千葉県では、年間売上3,000万円以上の農業を牽引する「アグリトップランナー」を育てることをコンセプトに据えた。山梨県では、耕作面積10ha以上かつ売上1億円以上を実現できる大規模農業法人の育成を目標に据えた。実際の受講生は、その目標にかなり遠い者もいたが、目標を明らかにすることで、受講生の心構えも変わってくるし、目標達成に向けて絞り込んだ研修プログラムも組める。一方、栃木県では、「直接取引」を共通したテーマに掲げた。主要野菜の55%が加工・業務用途であること、栃木県では直接取引が立ち遅れていることに着眼して、直接取引を推進できる人材の育成を目標とした。そのため、研修プログラムは、直接取引の具体的手法に重点を置いた内容となった。

その人材が地域農業のリーダーとなり、あるいは成功モデルとなり、地域農業全体の活力向上に結びつかなければ、自治体が公費を投じて人材育成事業を行う意義はない。もちろんトップ人材を育てることだけが人材育成事業ではない。現在全国で拡大している市民農家育成講座も重要であるし、直売施設へ出荷する高齢農家などを対象としたトレーサビリティ研修も大いに意義がある。ここで大切なことは、「階層別支援」という考え方を持つことだ。育てたい担い手像とその目的を明確にするとともに、優先順位と予算投下の力点について、地域全体で合意形成を進めることが極めて重要になる。

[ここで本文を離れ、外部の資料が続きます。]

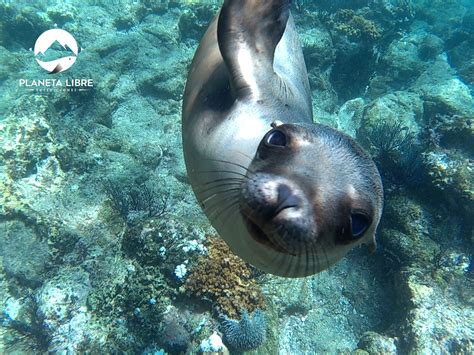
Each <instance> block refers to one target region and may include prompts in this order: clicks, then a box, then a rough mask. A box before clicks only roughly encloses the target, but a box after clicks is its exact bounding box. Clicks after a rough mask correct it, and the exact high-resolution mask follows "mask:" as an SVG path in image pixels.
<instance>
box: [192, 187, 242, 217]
mask: <svg viewBox="0 0 474 355" xmlns="http://www.w3.org/2000/svg"><path fill="white" fill-rule="evenodd" d="M237 190H239V189H238V188H229V189H226V190H221V191H217V192H215V193H212V195H210V196H208V197H206V198H205V199H204V200H202V201H201V206H202V208H203V209H204V211H205V212H206V211H207V210H208V209H209V208H211V207H212V206H206V203H207V202H210V201H211V200H212V199H214V198H216V197H218V196H220V195H222V194H227V193H229V192H232V193H235V194H236V196H237V195H238V192H236V191H237ZM217 203H219V201H217Z"/></svg>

私としては、今最も力を入れるべき育成事業は、次世代を担うトップ人材を育てることにあると考える。流研でも同様なことが言えるが、突き抜けたトップ人材を育てることが、組織の発展と社会への貢献につながることは間違いない。ましてや農業構造がドラスチックに変貌する昨今、時代を切り拓いて行く人材の育成が喫緊の課題になっている。こうした人材が地域農業を牽引しなければ、産地全体の地盤沈下は免れないだろう。では、トップ人材の育成に必要な育成プログラムとはどのようなものであろうか。私は「経営学とマーケティング」を核としたプログラムであると考える。

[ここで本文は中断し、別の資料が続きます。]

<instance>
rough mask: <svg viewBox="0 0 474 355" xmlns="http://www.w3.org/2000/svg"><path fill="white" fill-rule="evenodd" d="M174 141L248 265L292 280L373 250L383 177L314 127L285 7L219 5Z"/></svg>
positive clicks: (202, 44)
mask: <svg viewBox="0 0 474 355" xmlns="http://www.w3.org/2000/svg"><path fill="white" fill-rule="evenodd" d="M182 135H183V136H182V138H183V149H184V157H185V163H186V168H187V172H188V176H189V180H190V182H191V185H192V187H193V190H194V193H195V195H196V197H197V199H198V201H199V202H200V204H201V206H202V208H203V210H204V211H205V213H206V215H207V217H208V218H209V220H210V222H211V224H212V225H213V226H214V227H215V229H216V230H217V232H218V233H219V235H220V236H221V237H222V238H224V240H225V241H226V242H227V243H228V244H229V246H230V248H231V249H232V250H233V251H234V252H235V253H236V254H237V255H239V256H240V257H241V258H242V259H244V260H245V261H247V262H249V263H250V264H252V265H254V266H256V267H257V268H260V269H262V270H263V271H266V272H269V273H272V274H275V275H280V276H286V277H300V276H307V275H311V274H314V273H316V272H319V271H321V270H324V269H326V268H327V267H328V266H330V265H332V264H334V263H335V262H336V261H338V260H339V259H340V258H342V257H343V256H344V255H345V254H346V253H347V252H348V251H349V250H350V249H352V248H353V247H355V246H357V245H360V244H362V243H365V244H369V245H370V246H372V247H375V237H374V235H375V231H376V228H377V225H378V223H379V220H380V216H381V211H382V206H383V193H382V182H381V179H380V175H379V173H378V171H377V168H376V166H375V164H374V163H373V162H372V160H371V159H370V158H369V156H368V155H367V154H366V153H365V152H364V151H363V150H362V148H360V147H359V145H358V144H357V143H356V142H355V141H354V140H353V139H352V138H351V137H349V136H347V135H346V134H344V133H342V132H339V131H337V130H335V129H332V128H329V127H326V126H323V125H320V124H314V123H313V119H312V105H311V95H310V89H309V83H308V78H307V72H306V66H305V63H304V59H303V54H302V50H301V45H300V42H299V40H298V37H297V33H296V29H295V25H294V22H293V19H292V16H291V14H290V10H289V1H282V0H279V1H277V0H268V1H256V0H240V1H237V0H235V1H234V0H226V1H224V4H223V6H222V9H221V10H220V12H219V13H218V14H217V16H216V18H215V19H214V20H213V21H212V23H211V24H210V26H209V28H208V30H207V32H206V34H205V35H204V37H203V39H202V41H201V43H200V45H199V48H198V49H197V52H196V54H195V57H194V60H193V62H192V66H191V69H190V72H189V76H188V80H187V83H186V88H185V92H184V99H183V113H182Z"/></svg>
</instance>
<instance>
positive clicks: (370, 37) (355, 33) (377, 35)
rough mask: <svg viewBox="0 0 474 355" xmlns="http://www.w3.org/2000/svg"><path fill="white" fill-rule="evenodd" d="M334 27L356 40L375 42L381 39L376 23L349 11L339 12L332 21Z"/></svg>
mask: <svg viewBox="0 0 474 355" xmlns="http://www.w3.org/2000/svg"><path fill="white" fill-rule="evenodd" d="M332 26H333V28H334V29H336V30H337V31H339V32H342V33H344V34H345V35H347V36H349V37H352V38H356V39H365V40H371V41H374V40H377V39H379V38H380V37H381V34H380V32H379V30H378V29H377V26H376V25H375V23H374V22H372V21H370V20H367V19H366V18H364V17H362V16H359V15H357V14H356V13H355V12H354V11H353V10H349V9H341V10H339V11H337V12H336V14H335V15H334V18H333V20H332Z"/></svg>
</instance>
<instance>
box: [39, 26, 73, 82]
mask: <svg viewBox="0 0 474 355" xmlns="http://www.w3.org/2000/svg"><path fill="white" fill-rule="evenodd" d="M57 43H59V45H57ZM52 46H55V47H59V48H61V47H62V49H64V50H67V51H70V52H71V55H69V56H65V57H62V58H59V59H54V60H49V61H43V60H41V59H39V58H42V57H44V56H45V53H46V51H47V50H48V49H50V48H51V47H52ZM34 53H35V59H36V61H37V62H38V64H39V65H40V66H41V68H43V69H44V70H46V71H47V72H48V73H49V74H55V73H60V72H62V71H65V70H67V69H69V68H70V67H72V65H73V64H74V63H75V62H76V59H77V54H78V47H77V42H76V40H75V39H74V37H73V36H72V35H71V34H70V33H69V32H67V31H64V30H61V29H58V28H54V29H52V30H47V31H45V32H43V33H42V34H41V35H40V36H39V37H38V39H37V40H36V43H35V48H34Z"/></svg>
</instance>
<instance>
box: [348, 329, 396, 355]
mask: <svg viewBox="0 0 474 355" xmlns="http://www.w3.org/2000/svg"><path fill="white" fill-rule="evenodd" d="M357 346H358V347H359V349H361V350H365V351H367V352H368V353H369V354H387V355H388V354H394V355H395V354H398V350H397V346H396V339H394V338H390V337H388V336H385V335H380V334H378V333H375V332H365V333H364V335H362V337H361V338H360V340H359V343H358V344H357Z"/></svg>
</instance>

農業を力強い産業に転換するためには、農家を企業家に転換する必要がある。農家は、一人ひとりが、自ら考え行動し生きる糧を得ていく経営者である。しかし、経営者として必要な基礎知識と自覚を持つ農家は多いとは言えず、これが産業としての発展を阻んでいる要因と言える。経営とはあくまで自己責任であり、うまくいかなかった理由を自治体やJAに押し付ける農家は経営者とは言えない。では、農家を経営者に換えるための具体的な研修プログラムには何が必要だろうか。それは、経営基本管理、財務管理、労務管理、生産管理の4つである。経営基本管理では、経営理念・経営目標・事業領域・行動指針を明らかにし、目標達成に向けて5年間の道筋を明らかにする能力が求められる。財務管理では、日々の会計業務に加え、決算書や資金繰表などを作成する力を身につけたい。労務管理では、労働基準法を核に、人材の採用・賃金管理・要員管理などの能力が求められる。生産管理では、ひと・もの・かね・農地という経営資源を活用し、最大の利益をあげる手法、最小のリスクにとどめる手法を確立していきたい。全てを一人でやることはできず、会計士など専門家との連携が重要であるが、経営のへそとなる部分は自ら習得して行かなければならない。研修では座学が中心になろうが、本屋には定期的に通う、新聞は毎日を読む、テレビで特集を見る、ネットで情報を得る、あるいは先駆者達の話を聞くなど、情報を貪欲に収集し、自らの経営を考え、少しずつ実践する癖をつけることが大切である。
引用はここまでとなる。